Carry-over of annual leave
The Working Time Regulations have been amended to allow for carry-over of annual leave that has not been taken due to COVID-19.
This rule only applies to the 4 weeks of statutory annual leave (or the worker’s pro-rata entitlement) that is derived from the EU Working Time Directive. It does not apply to the additional 1.6 weeks’ statutory leave that workers are entitled to under domestic law, or any additional leave they may be entitled to in accordance with their contracts.
These 4 weeks of leave can only be carried-over where it was ‘not reasonably practicable’ for a worker to take some or all of this leave in the leave year in which it is due, because of the ‘effects’ of COVID-19. We are told that these ‘effects’ include effects on the worker, the employer or the wider economy or society.

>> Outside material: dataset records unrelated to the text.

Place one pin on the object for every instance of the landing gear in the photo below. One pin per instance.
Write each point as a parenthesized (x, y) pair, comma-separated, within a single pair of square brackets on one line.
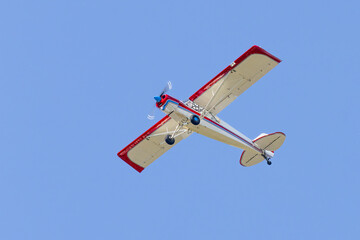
[(267, 159), (194, 119), (169, 140)]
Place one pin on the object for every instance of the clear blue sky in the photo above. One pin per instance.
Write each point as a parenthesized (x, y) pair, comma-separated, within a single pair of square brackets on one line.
[(77, 79)]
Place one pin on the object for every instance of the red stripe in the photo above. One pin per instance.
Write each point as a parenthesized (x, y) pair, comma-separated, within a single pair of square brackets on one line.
[(191, 110), (123, 154), (253, 50), (268, 135)]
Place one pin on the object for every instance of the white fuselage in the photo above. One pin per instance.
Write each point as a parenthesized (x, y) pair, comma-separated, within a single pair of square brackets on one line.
[(210, 126)]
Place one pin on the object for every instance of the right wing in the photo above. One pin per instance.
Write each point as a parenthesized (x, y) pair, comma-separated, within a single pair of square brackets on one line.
[(151, 145), (235, 79)]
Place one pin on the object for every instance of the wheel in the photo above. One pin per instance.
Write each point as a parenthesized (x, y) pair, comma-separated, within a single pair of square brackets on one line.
[(169, 140), (195, 119)]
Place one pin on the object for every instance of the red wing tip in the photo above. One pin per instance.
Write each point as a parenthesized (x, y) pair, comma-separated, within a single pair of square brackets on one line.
[(256, 49), (125, 158)]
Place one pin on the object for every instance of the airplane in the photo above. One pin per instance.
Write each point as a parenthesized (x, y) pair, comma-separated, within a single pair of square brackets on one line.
[(199, 114)]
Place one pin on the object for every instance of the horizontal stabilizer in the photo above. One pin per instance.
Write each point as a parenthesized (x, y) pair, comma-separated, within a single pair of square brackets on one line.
[(268, 142)]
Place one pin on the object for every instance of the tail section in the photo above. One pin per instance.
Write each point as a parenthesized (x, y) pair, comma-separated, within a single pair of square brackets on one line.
[(269, 143)]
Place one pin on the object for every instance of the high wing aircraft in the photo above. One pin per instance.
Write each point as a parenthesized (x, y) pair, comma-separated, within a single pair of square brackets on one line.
[(199, 114)]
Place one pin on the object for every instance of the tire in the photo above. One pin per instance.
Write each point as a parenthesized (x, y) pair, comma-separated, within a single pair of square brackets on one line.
[(195, 119), (169, 140)]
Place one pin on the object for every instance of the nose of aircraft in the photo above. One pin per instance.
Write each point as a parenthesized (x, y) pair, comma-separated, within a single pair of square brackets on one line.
[(157, 99)]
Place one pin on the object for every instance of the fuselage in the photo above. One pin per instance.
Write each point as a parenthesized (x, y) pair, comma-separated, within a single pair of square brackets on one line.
[(210, 125)]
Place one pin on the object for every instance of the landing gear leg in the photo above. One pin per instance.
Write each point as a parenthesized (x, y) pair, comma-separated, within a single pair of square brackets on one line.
[(169, 140), (267, 159)]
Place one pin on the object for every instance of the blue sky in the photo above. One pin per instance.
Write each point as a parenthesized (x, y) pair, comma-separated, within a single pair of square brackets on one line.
[(78, 79)]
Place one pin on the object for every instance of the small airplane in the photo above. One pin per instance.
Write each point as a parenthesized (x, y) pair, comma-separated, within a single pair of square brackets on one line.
[(199, 114)]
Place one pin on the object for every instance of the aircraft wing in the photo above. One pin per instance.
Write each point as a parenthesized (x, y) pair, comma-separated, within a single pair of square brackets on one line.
[(235, 79), (151, 144)]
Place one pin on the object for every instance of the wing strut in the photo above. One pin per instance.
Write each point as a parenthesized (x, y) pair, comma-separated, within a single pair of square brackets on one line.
[(213, 95)]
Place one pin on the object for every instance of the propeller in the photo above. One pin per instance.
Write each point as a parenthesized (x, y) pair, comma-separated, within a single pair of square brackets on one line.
[(168, 87)]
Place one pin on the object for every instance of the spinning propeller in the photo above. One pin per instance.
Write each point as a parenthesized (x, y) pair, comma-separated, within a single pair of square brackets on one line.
[(167, 88)]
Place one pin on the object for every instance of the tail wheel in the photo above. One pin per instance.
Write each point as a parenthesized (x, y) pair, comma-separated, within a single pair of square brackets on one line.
[(195, 119), (169, 140)]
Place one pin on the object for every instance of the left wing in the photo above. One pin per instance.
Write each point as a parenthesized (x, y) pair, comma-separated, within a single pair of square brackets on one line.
[(235, 79), (151, 145)]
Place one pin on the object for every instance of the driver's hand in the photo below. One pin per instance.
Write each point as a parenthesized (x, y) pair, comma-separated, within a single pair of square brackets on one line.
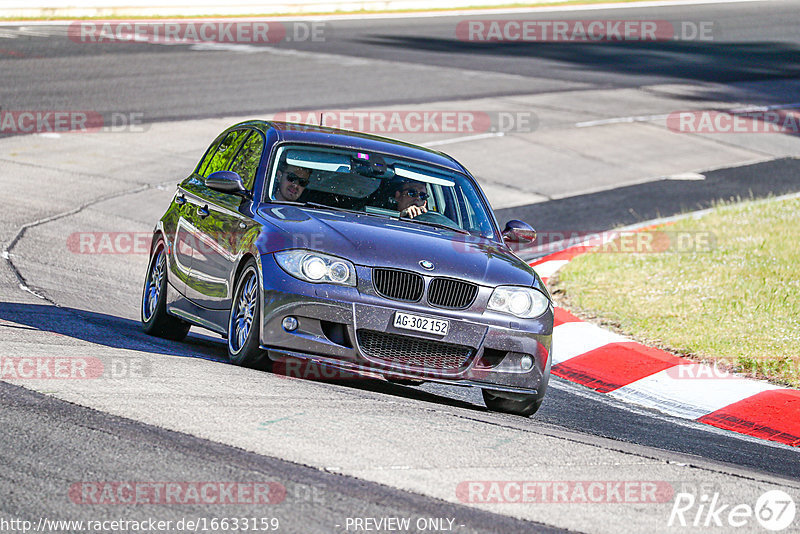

No guidance has been provided as to what is “not reasonably practicable”. This is likely to be fact-sensitive for each worker. Presumably the ability to take leave must be genuinely and significantly affected by COVID-19.
Such carried-over leave may be taken in the 2 leave years immediately following the leave year in which it was due. Should the worker’s employment be terminated before they take this carried-forward leave they can receive a payment in lieu for it.
Can employers refuse when workers request to take their carried-over leave?
There has been a change to employers’ rights to refuse leave on particular days. Previously, an employer could require a worker not to take leave on particular days by giving the worker at least as much notice as the amount of leave that they were refusing. This is still true, but if refusing to take ‘carried-over leave’ on particular days, employers must also have ‘good reason’ for doing so.
No explanation has yet been provided as to what ‘good reason’ is for this purpose.